Environmental influence on life-history traits: growth, survival, and fecundity in Black Brant
Ecology, Dec, 1995 by James S. Sedinger, Paul L. Flint, Mark S. Lindberg
A positive correlation between juvenile size and survival as well as between adult body size and reproductive investment has been observed in large-bodied mammals (Clutton-Brock et al. 1988). Increased investment by large-bodied mammals may either be expressed as increased fecundity or breeding frequency (Gaillard et al. 1992, Cameron et al. 1993) or increased investment in individual offspring (Clutton-Brock et al. 1988, Kojola 1993). We expect the relationship between body size and reproductive investment to be strongest in large birds and mammals that rely at least partially on nutrient reserves for breeding.
Evolution of life history traits
Numerous studies have detected significant positive heritabilities for life history traits of birds, including body size, egg size, and clutch size (reviewed in Boag and VanNoordwijk 1987, Lessels et al. 1989). James (1983) and Rhymer (1992) showed substantial geographic variation in environmental effects related to growth and clutch size. These studies call into question the ability of fostering studies at the local scale to control for environmental effects completely. Larsson and Forslund (1991) observed substantial variation in growth rate and final adult size for goslings of Barnacle Geese reared on areas only 7 km apart.

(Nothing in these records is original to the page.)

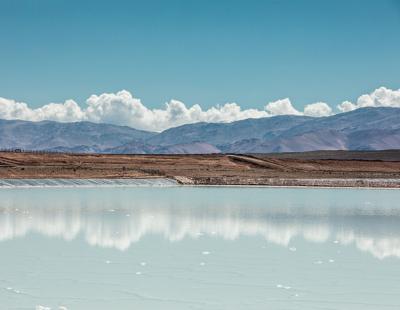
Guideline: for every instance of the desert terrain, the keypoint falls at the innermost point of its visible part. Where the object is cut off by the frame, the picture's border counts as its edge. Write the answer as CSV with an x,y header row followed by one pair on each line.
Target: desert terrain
x,y
323,168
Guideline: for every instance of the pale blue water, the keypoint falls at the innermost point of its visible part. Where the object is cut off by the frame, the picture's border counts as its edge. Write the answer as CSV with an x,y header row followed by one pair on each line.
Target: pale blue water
x,y
199,248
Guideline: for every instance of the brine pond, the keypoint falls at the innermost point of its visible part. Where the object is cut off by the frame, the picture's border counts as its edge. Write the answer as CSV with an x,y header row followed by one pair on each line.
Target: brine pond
x,y
179,247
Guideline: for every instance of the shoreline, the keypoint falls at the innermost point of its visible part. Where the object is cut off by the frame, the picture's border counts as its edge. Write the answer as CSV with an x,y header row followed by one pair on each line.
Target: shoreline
x,y
272,170
171,182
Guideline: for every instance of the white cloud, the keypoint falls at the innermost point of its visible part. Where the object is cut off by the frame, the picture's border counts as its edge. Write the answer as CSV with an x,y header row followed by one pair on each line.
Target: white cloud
x,y
122,108
317,109
381,97
281,107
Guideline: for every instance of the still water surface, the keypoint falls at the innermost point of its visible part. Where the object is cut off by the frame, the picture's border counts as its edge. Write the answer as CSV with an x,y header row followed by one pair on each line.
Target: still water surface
x,y
199,248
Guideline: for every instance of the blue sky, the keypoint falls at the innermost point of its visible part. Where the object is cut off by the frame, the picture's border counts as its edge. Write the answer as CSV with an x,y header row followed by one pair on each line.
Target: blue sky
x,y
205,52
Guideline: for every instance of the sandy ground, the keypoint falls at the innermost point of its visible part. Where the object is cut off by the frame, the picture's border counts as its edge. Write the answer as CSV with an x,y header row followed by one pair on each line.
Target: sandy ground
x,y
303,169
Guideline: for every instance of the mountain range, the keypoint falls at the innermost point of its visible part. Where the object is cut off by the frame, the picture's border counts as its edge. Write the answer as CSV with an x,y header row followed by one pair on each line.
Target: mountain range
x,y
361,129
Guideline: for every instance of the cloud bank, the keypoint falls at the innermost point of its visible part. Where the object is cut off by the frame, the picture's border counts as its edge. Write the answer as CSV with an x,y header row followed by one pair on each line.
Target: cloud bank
x,y
122,108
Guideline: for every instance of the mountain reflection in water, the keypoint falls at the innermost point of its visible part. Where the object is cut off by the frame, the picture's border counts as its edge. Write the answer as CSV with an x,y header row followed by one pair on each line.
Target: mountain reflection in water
x,y
119,219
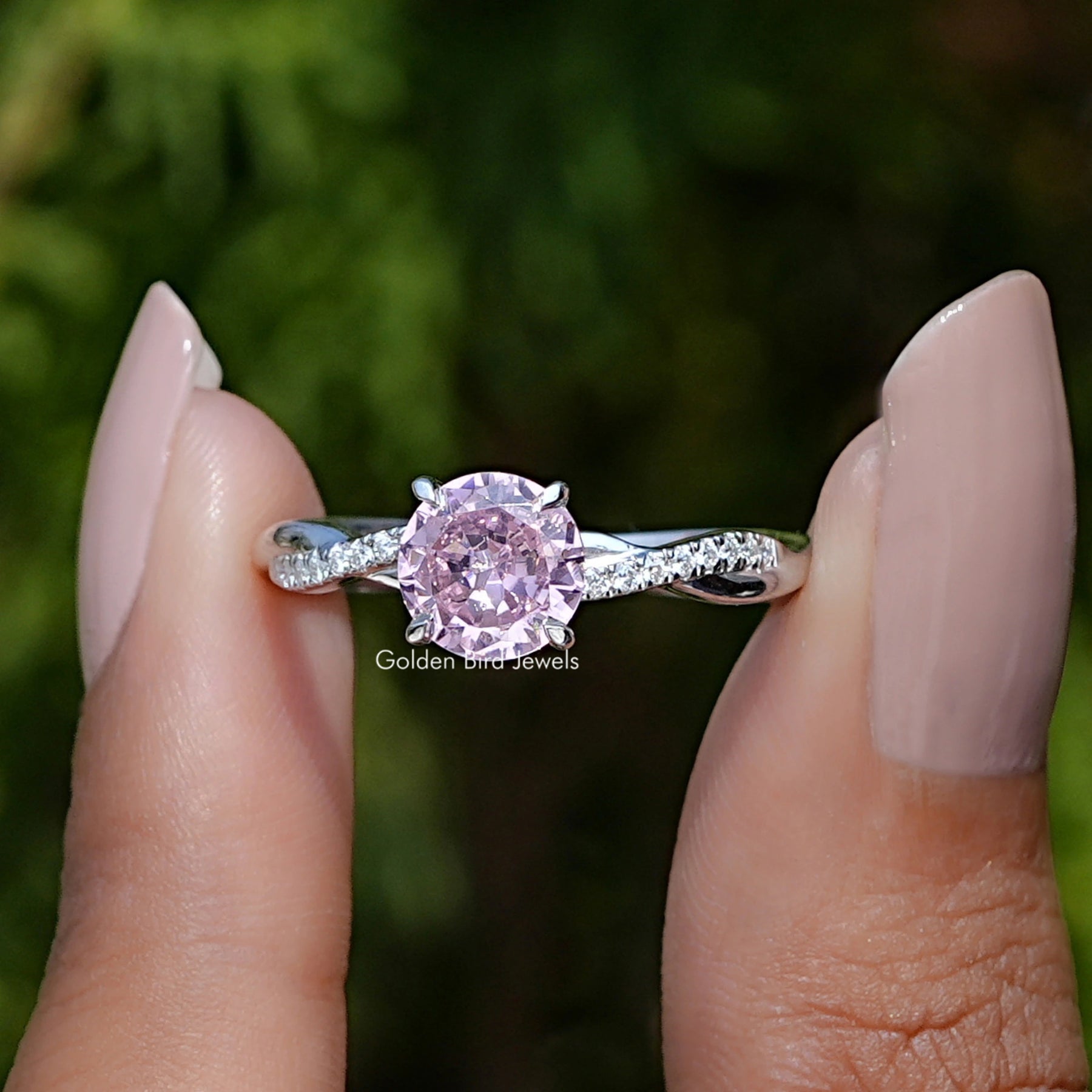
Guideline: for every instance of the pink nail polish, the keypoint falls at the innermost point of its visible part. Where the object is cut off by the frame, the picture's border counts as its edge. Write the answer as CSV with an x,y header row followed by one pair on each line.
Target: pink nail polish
x,y
164,360
976,538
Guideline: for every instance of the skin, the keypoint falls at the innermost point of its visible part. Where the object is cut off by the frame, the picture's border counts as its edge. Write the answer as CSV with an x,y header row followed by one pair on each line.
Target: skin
x,y
835,920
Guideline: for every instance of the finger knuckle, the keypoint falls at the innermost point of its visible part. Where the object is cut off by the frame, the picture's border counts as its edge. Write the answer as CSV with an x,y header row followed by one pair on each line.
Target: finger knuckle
x,y
915,985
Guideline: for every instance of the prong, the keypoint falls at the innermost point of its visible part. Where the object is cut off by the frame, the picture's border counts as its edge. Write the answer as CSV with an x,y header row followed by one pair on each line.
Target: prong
x,y
559,635
420,632
556,495
426,490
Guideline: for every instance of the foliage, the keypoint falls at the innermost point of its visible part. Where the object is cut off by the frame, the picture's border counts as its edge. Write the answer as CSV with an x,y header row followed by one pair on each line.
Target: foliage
x,y
640,237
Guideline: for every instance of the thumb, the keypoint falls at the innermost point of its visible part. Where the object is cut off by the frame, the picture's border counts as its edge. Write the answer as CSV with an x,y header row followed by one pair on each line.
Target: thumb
x,y
206,895
862,894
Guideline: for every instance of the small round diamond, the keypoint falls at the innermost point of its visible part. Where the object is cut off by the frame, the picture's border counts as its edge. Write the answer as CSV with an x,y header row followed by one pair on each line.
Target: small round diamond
x,y
491,566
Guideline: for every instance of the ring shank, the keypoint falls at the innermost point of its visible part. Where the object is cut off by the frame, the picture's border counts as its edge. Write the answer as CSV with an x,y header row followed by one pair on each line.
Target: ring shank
x,y
715,565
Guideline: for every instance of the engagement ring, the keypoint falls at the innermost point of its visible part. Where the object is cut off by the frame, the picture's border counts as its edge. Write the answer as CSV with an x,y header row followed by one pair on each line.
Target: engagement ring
x,y
491,566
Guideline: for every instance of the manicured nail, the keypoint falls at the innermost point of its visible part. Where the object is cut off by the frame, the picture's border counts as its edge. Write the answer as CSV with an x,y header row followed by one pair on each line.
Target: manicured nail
x,y
164,360
976,539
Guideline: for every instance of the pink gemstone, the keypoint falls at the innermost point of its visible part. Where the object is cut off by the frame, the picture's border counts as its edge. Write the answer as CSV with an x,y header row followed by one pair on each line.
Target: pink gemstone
x,y
491,567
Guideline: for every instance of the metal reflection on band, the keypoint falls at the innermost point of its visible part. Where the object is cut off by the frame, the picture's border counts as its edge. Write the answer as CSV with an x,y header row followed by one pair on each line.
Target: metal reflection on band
x,y
491,555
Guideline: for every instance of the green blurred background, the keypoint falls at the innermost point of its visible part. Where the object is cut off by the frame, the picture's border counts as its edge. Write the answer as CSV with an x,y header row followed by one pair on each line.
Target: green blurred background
x,y
662,251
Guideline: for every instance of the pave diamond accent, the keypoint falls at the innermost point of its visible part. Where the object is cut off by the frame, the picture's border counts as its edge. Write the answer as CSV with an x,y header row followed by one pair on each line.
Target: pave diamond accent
x,y
709,555
311,569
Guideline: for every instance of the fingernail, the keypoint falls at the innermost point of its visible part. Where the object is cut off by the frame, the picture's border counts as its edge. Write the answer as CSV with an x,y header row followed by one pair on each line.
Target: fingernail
x,y
164,360
976,538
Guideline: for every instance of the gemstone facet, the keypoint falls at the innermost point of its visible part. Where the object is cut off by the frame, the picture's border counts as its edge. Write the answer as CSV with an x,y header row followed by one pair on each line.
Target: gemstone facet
x,y
491,566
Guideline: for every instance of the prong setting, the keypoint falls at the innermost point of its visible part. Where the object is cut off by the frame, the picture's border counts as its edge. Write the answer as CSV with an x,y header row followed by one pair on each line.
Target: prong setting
x,y
420,632
559,635
556,495
426,490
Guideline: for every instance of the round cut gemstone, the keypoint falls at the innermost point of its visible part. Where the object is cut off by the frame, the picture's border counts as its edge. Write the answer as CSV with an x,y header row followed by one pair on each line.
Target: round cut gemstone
x,y
490,566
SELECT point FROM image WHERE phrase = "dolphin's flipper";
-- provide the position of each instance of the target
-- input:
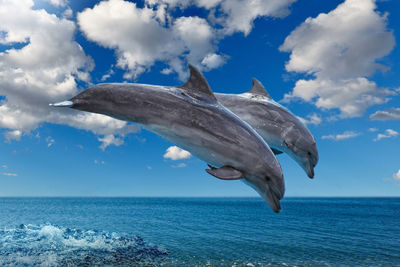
(197, 85)
(276, 152)
(258, 89)
(225, 173)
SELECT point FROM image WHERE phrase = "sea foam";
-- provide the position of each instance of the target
(51, 245)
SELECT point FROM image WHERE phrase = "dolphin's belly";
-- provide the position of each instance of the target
(201, 145)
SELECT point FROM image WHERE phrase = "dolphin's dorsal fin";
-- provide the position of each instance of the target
(258, 89)
(197, 85)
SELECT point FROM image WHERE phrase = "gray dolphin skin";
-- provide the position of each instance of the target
(282, 130)
(191, 117)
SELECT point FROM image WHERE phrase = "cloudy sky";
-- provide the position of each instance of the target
(333, 63)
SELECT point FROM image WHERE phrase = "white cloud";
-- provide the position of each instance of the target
(386, 115)
(143, 36)
(68, 13)
(10, 174)
(45, 69)
(213, 61)
(12, 135)
(389, 133)
(179, 165)
(58, 3)
(240, 14)
(311, 119)
(340, 49)
(342, 136)
(109, 140)
(176, 153)
(50, 141)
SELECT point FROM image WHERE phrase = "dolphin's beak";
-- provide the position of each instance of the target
(67, 104)
(310, 172)
(269, 192)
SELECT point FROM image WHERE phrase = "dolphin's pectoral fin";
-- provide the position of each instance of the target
(258, 89)
(276, 151)
(225, 173)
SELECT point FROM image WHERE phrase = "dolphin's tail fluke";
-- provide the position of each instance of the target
(62, 104)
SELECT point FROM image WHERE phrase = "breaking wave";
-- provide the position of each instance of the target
(50, 245)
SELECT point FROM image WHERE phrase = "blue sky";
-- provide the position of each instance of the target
(333, 63)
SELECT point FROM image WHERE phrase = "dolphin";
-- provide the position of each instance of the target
(191, 117)
(282, 130)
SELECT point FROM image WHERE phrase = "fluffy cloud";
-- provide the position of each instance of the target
(340, 49)
(50, 141)
(45, 69)
(58, 3)
(389, 133)
(143, 36)
(110, 140)
(386, 115)
(140, 37)
(343, 136)
(233, 15)
(176, 153)
(240, 14)
(180, 165)
(311, 119)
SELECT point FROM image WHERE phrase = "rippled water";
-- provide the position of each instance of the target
(199, 231)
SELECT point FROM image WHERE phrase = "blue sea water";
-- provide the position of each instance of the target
(199, 232)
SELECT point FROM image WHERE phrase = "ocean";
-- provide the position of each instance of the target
(199, 232)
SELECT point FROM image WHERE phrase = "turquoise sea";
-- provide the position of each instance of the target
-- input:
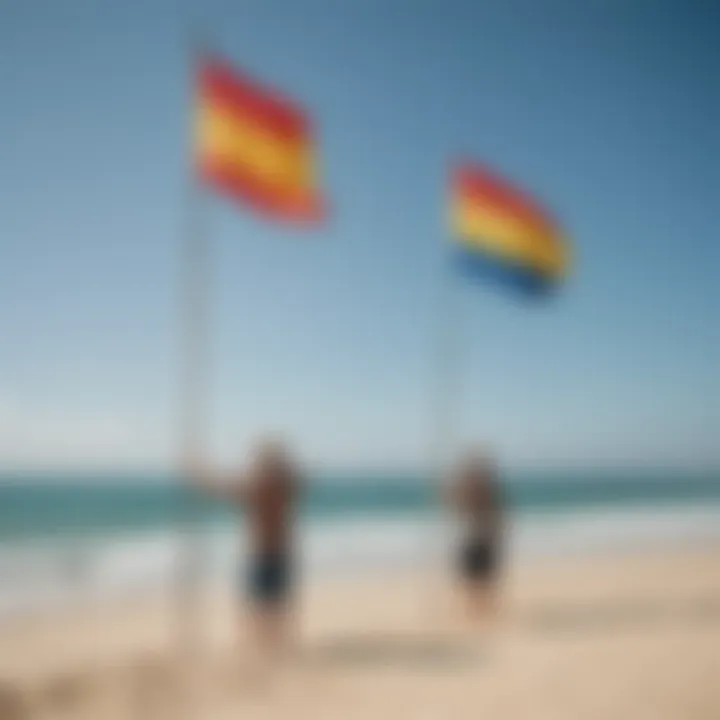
(72, 538)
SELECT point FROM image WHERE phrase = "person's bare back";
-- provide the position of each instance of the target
(270, 499)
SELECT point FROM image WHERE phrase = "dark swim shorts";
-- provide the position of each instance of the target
(269, 578)
(478, 560)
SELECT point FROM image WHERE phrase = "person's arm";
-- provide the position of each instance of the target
(450, 493)
(214, 484)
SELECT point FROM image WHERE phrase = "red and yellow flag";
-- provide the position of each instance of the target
(499, 228)
(255, 146)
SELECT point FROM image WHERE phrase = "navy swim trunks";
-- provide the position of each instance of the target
(269, 578)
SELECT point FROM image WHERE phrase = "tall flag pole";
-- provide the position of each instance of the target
(501, 235)
(193, 391)
(255, 147)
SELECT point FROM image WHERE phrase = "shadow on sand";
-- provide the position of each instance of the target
(395, 650)
(568, 617)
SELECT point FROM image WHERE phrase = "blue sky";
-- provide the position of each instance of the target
(608, 110)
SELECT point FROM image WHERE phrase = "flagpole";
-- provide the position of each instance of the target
(193, 396)
(445, 387)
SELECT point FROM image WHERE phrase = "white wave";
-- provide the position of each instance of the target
(35, 574)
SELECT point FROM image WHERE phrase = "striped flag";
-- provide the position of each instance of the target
(256, 146)
(501, 233)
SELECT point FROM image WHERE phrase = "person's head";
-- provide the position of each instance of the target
(271, 458)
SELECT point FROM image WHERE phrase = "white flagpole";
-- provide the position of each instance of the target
(193, 393)
(445, 386)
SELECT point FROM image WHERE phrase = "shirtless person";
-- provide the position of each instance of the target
(474, 497)
(269, 493)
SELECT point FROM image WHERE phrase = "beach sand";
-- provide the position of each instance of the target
(634, 637)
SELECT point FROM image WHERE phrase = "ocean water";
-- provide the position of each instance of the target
(73, 539)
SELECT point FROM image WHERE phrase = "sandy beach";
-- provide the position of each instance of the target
(623, 637)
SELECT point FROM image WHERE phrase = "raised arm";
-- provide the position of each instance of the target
(215, 484)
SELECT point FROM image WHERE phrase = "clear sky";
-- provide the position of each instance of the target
(607, 109)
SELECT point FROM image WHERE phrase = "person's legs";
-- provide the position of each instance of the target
(270, 615)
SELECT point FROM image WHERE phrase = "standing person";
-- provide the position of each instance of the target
(475, 499)
(269, 493)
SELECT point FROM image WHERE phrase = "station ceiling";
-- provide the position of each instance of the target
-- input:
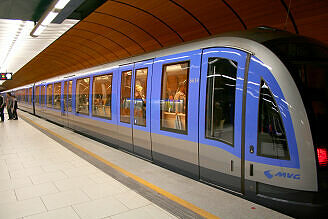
(123, 28)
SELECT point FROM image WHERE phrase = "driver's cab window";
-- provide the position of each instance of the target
(272, 141)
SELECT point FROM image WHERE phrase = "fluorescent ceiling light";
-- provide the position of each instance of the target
(48, 16)
(61, 4)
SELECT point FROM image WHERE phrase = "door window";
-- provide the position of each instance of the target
(272, 141)
(49, 95)
(57, 92)
(140, 95)
(174, 98)
(37, 93)
(82, 95)
(102, 96)
(65, 95)
(30, 95)
(125, 96)
(43, 88)
(69, 97)
(220, 99)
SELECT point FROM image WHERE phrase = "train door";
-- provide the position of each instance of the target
(67, 101)
(140, 111)
(34, 99)
(270, 146)
(174, 111)
(220, 117)
(125, 120)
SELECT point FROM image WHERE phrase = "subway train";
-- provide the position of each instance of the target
(244, 112)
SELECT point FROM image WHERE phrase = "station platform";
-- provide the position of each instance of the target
(48, 171)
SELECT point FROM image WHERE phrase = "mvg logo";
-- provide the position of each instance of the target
(269, 175)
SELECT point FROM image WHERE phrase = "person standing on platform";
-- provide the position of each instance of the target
(9, 106)
(2, 106)
(15, 117)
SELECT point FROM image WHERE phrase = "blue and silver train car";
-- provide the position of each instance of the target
(244, 112)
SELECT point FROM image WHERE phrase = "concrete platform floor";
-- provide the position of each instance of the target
(41, 178)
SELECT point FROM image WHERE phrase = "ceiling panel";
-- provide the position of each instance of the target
(120, 29)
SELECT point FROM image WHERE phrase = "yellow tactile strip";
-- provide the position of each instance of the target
(161, 191)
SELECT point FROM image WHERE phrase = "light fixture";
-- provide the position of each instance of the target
(52, 12)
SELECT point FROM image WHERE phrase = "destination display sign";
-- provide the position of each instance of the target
(6, 76)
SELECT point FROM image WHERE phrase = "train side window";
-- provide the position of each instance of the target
(272, 141)
(140, 95)
(57, 92)
(125, 96)
(220, 100)
(69, 100)
(82, 95)
(30, 96)
(102, 96)
(174, 97)
(26, 95)
(65, 96)
(49, 95)
(37, 93)
(43, 88)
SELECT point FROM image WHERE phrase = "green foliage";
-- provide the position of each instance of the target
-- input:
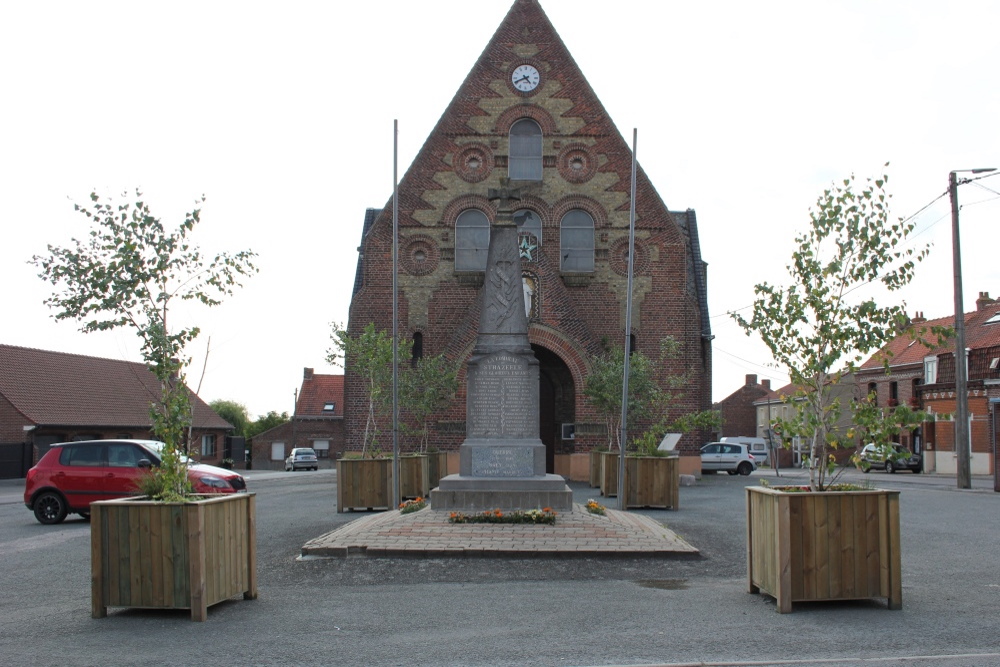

Hatch date is an important determinant of gosling size in late summer, not only because earlier hatching goslings are older, but also because earlier hatching goslings grow more rapidly than those hatching later (Sedinger and Flint 1991, Cooch et al. 1991a). A negative correlation between fledging size and hatch date also occurred in small passerines with altricial young (Alatalo and Lundberg 1986, Price 1991), which was attributed to declining food abundance later in the breeding season. In passerines, however, adult size was not negatively correlated with their breeding date (Alatalo and Lundberg 1986, Price 1991); hatch date did not, therefore, contribute substantially to common environment effects in heritability estimates. In geese, however, smaller females tended to nest later (Cooch et al. 1991). Because body size in late summer in turn influences other traits, such as adult body size and clutch size, and mothers and daughters have similar nesting dates (Findlay and Cooke 1982), our data suggest that hatch date is an important component of common environment that must be controlled for to avoid overestimating heritability of life history traits in geese. This may be especially true for clutch size in geese, which is relatively weakly heritable in these birds (Findlay and Cooke 1987).
Larger goslings survived at a higher rate and were larger and more fecund as adults. These fitness advantages accruing to goslings that were larger at fledging, combined with seasonal declines in growth rate (Sedinger and Flint 1991, Cooch et al. 1991a) and the shorter growing season available to later-hatching goslings should favor the earliest possible nesting by Arctic breeding geese. Most populations of geese nest as early as secure nest sites become available (Barry 1962, Ryder 1972, Eisenhauer and Kirkpatrick 1977), and in some colonial species thousands of nests are initiated within a 10-d period (e.g., Findlay and Cooke 1982). Substantial variation in fitness is associated with this apparently minor variation in nesting date, and it is therefore necessary to explain the remaining variation in breeding dates of geese.